Many of the foods we eat, and the ways in which we eat those foods, are the result of formed habits—that is, when you eat a certain snack at a certain time (say, chips in the afternoon); or when you eat a particular dessert each night in front of the television; or even when you choose a healthy salad with lean protein every time you eat at a certain restaurant; you are indulging a habit. As you can see, not all habits are bad. That’s good news.

A recent study looked at how our environment can have an impact on eating habits. Researchers from the University of Southern California gave movie-goers either fresh or week-old popcorn upon entering the theatre. Those people who usually ate popcorn during movies ate the same amount of stale popcorn as those who ate fresh popcorn, indicating that food habits, and the environment in which these habits take place, have a big impact on how and what we eat.
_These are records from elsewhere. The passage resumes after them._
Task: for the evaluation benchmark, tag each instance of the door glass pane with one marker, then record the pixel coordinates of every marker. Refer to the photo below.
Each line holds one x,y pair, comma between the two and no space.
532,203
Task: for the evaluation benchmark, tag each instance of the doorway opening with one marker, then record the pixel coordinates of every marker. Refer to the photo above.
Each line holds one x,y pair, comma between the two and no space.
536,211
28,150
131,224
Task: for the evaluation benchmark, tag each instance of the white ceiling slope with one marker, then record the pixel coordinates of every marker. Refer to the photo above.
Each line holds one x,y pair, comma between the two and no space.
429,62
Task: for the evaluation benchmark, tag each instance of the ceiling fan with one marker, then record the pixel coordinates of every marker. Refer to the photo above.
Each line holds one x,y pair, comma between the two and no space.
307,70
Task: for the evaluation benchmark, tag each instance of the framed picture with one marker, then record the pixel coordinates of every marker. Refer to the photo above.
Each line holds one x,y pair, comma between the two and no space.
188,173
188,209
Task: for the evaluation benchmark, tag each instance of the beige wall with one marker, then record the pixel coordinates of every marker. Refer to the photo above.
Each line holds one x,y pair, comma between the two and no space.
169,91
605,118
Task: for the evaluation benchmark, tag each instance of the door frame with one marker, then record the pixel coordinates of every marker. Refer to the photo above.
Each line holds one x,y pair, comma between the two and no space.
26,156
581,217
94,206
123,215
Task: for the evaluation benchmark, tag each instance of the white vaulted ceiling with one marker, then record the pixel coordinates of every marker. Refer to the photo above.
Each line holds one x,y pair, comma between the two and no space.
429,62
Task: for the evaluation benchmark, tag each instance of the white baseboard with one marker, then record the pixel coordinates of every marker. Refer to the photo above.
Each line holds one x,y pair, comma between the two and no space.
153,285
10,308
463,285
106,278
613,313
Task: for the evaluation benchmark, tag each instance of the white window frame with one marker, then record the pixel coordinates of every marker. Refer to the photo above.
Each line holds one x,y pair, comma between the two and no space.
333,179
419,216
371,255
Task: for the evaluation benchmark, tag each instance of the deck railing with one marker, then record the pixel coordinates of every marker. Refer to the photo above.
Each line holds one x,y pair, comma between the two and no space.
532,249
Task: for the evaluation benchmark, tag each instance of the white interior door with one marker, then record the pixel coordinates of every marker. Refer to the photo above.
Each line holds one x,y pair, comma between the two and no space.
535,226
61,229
In another experiment, movie-goers were asked to eat popcorn with their non-dominant hand. So, right-handed people ate with their left hands and vice versa. Doing this caused people to pay more attention to what they were eating, and so they ate less. Coincidentally, using your non-dominant hand to do anything (say, brush your teeth) helps create new connections in your brain as it tries to grasp a new way of doing things. These types of brain hemisphere-crossing activities are actually recommended to stave off Alzheimer’s.

So, this week, take note of your eating habits—especially the bad ones. Then, try to change something about those habits. Maybe you change the scenery. Maybe you switch to a healthy food (creating a good habit). Or maybe you try to eat with your other hand to reduce the likelihood of overdoing it. See how many bad habits you can turn into good habits!